Say Today, Pay Tomorrow: Florida Court Refuses to Enjoin Defamation
Bob and Sue were once passionately in love. Until Bob decided he wasnt. Sue did not like being jilted one bit. So, Sue took her revenge through the social media, publishing fabricated stories and tomes about Bob. Sue was so engrossed with her rejection that she took the liberty of writing a tell-all book about Bobs transgressions, taking great pains to avoid any strain of truth.
When Bob found out about the imminent publication of the phony “tell-all” tale, he demanded that Sue “cease and desist” with her defamatory attacks through the social media and her soon-to-be published book. Hell-bent on revenge, Sue refused.

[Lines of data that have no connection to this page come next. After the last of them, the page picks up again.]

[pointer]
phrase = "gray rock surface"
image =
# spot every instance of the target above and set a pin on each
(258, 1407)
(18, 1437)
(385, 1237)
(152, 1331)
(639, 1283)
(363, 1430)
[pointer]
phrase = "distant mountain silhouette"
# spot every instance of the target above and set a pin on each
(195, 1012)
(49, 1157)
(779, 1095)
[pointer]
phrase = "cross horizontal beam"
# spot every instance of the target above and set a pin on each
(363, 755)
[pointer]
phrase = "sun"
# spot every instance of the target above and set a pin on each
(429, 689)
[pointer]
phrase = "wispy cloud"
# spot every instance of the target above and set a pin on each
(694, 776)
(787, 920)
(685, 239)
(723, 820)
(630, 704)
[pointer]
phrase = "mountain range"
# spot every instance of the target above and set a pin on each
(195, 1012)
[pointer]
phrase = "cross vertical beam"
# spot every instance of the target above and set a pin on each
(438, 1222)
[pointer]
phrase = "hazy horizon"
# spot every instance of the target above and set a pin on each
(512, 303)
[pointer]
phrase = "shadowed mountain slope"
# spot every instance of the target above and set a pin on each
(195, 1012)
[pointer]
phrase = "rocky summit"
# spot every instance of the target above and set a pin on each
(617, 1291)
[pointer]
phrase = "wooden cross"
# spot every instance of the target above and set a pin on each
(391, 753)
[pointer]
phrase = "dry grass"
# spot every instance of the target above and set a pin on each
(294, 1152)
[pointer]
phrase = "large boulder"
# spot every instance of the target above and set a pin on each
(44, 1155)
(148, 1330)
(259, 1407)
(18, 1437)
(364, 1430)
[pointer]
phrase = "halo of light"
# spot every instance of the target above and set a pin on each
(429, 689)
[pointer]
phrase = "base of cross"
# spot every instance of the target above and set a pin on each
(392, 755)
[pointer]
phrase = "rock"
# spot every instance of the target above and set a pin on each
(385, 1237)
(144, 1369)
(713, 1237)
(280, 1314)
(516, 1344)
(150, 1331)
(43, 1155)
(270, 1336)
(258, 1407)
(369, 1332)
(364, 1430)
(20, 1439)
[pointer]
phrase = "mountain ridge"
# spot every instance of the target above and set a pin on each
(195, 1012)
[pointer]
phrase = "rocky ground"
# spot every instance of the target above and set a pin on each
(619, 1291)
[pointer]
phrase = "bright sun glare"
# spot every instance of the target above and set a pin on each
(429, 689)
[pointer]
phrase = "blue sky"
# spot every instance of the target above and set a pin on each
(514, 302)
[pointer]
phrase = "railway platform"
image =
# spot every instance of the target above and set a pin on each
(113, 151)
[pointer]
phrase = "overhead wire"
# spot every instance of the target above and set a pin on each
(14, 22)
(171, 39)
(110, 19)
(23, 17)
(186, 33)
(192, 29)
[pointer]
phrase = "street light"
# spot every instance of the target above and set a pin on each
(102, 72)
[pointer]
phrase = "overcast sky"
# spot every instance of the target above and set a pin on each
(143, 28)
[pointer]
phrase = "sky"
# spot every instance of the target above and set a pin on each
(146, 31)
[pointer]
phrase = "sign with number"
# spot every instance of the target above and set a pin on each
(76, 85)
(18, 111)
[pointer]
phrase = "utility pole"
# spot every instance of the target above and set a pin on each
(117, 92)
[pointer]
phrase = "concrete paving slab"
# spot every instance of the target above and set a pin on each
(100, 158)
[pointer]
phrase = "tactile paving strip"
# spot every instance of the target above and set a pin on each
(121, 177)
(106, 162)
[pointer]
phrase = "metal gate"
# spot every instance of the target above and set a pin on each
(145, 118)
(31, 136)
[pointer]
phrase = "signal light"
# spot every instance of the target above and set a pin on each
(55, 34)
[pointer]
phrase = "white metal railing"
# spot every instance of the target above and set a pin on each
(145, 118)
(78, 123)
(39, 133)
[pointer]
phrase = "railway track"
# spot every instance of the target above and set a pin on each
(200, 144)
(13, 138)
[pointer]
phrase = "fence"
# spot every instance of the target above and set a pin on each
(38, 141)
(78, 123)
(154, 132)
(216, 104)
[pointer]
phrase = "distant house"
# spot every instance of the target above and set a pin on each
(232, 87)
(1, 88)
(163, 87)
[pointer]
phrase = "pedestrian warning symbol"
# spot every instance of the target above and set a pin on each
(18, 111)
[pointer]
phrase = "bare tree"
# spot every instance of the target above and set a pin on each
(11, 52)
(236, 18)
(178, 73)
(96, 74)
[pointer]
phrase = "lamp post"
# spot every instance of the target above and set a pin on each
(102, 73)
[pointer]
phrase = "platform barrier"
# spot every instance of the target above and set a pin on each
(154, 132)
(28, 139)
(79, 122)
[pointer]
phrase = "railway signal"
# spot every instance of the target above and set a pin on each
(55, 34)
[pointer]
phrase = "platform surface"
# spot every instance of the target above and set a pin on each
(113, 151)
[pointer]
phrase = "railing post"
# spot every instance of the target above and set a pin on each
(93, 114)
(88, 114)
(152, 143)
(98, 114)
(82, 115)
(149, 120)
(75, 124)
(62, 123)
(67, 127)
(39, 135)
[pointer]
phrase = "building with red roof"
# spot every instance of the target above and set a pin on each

What can Bob do to put an immediate stop to the vicious attacks on his good name and reputation? The recent Fourth District decision of Vrasic v Leibel, 38 Fla. L.Weekly D106A (Fla. 4th DCA January 9, 2013), answered this very question “ very likely nothing. Succinctly, absent special circumstances, Florida courts will not enjoin defamatory speech. A copy of the decision is available here.
To convince a court to enter the extraordinary remedy of injunctive relief, a party most demonstrate: (a) a clear legal right to the relief sought; (b) a likelihood of immediate and irreparable harm because of the unavailability of an adequate remedy at law; (3) a substantial likelihood of success on the merits of its claims; and (4) that the relief sought herein is in the publics interest. The ironically titled Leibel court explained that injunctive relief is not a remedy available under Florida law to proscribe defamatory speech
The Leibel court reasoned a moving party in a defamation case generally cannot ever meet the necessary elements to enable the court to enter the pre-judgment relief. First, the moving party in a defamation case typically has “an adequate remedy at law.” Specifically, the moving party is seeking an award of “damages,” and thus equitable relief is not available.
More importantly, the Leibel court reiterated that “a temporary injunction directed to speech is a classic example of prior restraint on speech triggering First Amendment concerns,” and that “prior restraints on speech and publication are the most serious and the least tolerable infringement on First Amendment rights … and protection against prior restraints on speech extends to both false statements and to those from which a commercial gain is derived.” Thus, public policy will not allow free speech, regardless of veracity, to be restrained.
All is not lost for Bob. First, like virtually every facet of law, exceptions apply. The Leibel court indicated that under special circumstances, an injunction will issue. Specifically, an injunction may be issued when the defamation “is made in the furtherance of the commission of another tort,” and the movant proves “special harm.” For example, in the context of slanderous words made by a business competitor in the course of competition, which ultimately rose to the level of tortious interference with an advantageous business relationship, the defamed victim may prove that the slanderous or libelous words not only injured the partys reputation, it caused a loss of business which was “incalculable.” Thus, in the limited circumstance of commercial defamation coupled with another tort, such as tortious interference, the courts are more inclined to restrain prior speech in order to save a business from imminent losses caused by the defamatory conduct.
Bob, of course, has yet another option. Proceed with his lawsuit to collect on the money damages caused by Sues defamation. While the Courts will let Sue say what she wants today, she will most certainly pay for her defamatory words tomorrow.